You can see why "Behind the Candelabra" wasn't released in theaters.
A fascinating -- often creepy -- account of the relationship between Liberace and Scott Thorson, it has a train wreck quality that makes you wonder who the key audience could be.
Certainly, fans of the late pianist aren't going to warm to this. Gay activists may take offense and Thorson (now doing time in a Reno, Nev., prison) isn't going to feel like it puts him in a good light.
So, who? All those people who love to read about the Kardashians? Or the people who love to make fun of those who read about the Kardasians?
Director Steven Soderbergh walks a tightrope between camp and class and, if you make it that far, pulls it off. This isn't a warts-and-all look, but it's certainly more than we'd ever expect about a closeted entertainer who successfully sued a newspaper for calling him gay.

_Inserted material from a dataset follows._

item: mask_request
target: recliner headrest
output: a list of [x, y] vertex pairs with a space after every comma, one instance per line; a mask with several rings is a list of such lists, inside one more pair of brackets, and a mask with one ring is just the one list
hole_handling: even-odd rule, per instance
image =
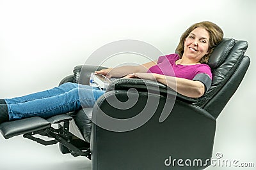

As Liberace, Michael Douglas has a firm grasp on the man's essence but doesn't nail the voice or the showmanship.
He's a predator in the film, luring a naive young man into his life -- and bedroom. Matt Damon (as Thorson) has the appropriate innocence, even though he's probably a decade too old to play the role.
When Douglas' Liberace sweeps him up into a world of rhinestones and faux opulence, we get it. Soderbergh is particularly good at capturing that tacky idea of what passes for money.
Thorson's book must have dished a lot of dirt (there's plenty here) and given someone like Rob Lowe ample rope to play a plastic surgeon as wild as he could imagine. Lowe's a hoot pushing diets and tucks on an unsuspecting outsider. When Liberace questions facelift results, "Candelabra" gets its best laugh. ("Will I be able to close my eyes?" he asks. "Not entirely," Lowe responds and, sure enough, Liberace sleeps, eyes wide open.)
While some of the stage stuff could be better (a mesmerizing sample of his work would explain why he was such a Vegas mainstay), the home talk is fascinating. Dan Aykroyd gets a few laughs as Liberace's manager and Debbie Reynolds provides grist as his mom. When Thorson senses he's being replaced, "Behind the Candelabra" becomes more than a lurid look at Liberace. It's the disintegration of a relationship -- a "Who's Afraid of Virginia Woolf?" for gay couples.
Damon is particularly good at showing the change that occurs in a guy without a rudder. Gamely, he follows Liberace's lead and becomes a mini-me without the talent. He's telling -- easily the best performer in a film filled with memorable performances.
Douglas does his best but, routinely, he isn't as Lee as the real Lee. And "Candelabra" invites an incandescent performance.
With this one little slice of show business history, Soderbergh captures much that fans never know. Hollywood, Vegas -- you name it -- aren't as glamorous as they'd like you to believe. They're built on illusion and, sometimes, that illusion masks scars that are often too deep to repair.